Мы проехали через какую-то деревеньку с черными спящими избами, с белой, как мел, церковкой с пятью луковицами куполов и высокими заборами; все казалось совершенно неподвижным, точно вымершим. Ни единого движения, ни собачьего лая, только иногда за деревянной стеной сарая звякала цепочка на шее какой-нибудь коровы. На окраине села светились три окошка. Перед корчмой собралось множество саней, как на ярмарке. Запах горячей конской мочи, хруст сена и глуховатое постукивание друг о друга лошадиных зубов, кучера с конской упряжью и охапками сена в руках, движущиеся бесшумно и потому призрачно в тяжелых тулупах и в мягких шерстяных чулках, которые называются «валенки» (такие носят крестьяне у нас в Лике, а также сибиряки и самоеды, а на джеклондоновской Аляске их называют мокасинами), — все это выглядело весьма впечатляюще. Остановились и мы — покормить лошадей и размять ноги. В корчме было два отгороженных помещения, топилась огромная русская печь, так что лица у всех были красные, и с них струился пот, как в парной бане.

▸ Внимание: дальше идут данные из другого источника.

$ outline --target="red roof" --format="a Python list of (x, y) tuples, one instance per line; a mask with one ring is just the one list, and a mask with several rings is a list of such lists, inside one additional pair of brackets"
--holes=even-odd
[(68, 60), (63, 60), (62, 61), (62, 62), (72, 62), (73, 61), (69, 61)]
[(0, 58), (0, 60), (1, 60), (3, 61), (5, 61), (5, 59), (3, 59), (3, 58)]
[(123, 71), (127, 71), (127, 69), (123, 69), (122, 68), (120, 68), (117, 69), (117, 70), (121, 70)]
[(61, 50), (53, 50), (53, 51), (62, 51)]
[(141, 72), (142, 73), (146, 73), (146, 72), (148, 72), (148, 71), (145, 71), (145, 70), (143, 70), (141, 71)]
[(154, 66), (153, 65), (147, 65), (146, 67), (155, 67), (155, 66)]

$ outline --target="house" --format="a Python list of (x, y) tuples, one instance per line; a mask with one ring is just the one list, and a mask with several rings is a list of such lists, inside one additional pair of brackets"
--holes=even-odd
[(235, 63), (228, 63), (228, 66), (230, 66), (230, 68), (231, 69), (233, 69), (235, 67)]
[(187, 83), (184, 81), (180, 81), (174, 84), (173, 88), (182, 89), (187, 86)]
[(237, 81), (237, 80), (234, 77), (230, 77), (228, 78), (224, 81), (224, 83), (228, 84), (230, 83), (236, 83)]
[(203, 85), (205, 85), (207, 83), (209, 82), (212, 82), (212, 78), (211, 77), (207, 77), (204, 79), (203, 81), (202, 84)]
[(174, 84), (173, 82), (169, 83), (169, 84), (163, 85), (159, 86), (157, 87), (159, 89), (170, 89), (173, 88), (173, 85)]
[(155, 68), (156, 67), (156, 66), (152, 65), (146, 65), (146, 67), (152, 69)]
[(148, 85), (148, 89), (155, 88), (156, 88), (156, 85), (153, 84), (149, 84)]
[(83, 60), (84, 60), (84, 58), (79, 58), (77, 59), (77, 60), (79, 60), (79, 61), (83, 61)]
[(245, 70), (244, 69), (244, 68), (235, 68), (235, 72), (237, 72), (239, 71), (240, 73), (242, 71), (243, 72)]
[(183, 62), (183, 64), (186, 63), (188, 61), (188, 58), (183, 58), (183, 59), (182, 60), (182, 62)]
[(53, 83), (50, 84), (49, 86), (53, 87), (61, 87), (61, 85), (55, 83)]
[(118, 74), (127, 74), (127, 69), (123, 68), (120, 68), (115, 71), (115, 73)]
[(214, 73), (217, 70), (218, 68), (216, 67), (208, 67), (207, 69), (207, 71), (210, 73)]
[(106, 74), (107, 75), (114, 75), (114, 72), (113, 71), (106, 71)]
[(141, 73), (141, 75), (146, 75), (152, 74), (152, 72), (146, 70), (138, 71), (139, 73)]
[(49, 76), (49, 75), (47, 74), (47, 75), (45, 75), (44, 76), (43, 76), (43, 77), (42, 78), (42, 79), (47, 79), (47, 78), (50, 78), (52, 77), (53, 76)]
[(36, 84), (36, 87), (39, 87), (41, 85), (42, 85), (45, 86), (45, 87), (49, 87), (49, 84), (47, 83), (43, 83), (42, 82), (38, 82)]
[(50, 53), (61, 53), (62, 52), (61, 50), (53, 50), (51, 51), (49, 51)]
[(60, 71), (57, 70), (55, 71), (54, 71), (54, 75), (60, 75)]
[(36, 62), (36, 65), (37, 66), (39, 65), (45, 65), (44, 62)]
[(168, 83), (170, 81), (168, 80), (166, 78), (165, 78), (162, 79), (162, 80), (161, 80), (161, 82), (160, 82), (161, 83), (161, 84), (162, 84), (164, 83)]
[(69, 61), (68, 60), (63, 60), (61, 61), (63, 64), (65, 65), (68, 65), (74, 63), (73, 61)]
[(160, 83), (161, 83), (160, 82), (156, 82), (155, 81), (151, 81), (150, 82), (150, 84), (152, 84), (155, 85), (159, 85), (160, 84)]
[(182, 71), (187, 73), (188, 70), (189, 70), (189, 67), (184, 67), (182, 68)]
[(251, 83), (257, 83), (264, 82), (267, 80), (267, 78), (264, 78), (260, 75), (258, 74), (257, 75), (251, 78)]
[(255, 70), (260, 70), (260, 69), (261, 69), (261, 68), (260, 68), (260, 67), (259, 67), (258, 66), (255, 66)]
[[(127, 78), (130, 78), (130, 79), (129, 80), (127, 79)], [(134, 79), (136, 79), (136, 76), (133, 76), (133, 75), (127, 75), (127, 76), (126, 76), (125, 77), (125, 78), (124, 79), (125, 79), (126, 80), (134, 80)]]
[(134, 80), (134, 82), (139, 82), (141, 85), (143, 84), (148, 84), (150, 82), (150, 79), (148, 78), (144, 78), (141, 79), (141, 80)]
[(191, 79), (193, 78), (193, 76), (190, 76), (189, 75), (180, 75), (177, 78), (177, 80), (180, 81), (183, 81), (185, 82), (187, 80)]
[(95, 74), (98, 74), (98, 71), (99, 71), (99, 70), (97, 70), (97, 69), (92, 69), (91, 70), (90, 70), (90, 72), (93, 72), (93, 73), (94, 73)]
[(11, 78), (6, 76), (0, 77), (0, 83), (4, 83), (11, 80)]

Обе маленькие комнатки были битком набиты людьми. На всех лавках, на печи, на столах и на высокой крестьянской кровати — повсюду лежали люди, так что мы то и дело переступали через горизонтально лежащие тела, как в полевом лазарете во время боя. В углу, над большим столом, на котором дымился медный самовар в метр высотой, сияла икона в серебряном окладе, а под ней теплился красный огонек лампады. Смуглый, византийский Христос с удлиненной нижней частью лица, похожий на рыцарей Эль Греко. А рядом с ним — большой плакат: силуэт Ленина в энергичной ораторской позе. Призыв подписываться на внутренний заем СССР. Еще один плакат, агитирующий за кооперацию, с крупной овальной надписью красными буквами: «Сила кооперации не в деньгах, а в людях, которые понимают смысл объединения»[309] и плакат с недавно введенной десятичной системой мер длины, плакат всероссийской сельскохозяйственной выставки и еще множество бумажек со всяческими призывами. Все пожелтевшие от табачного дыма, прибитые гвоздями к бревенчатым стенам.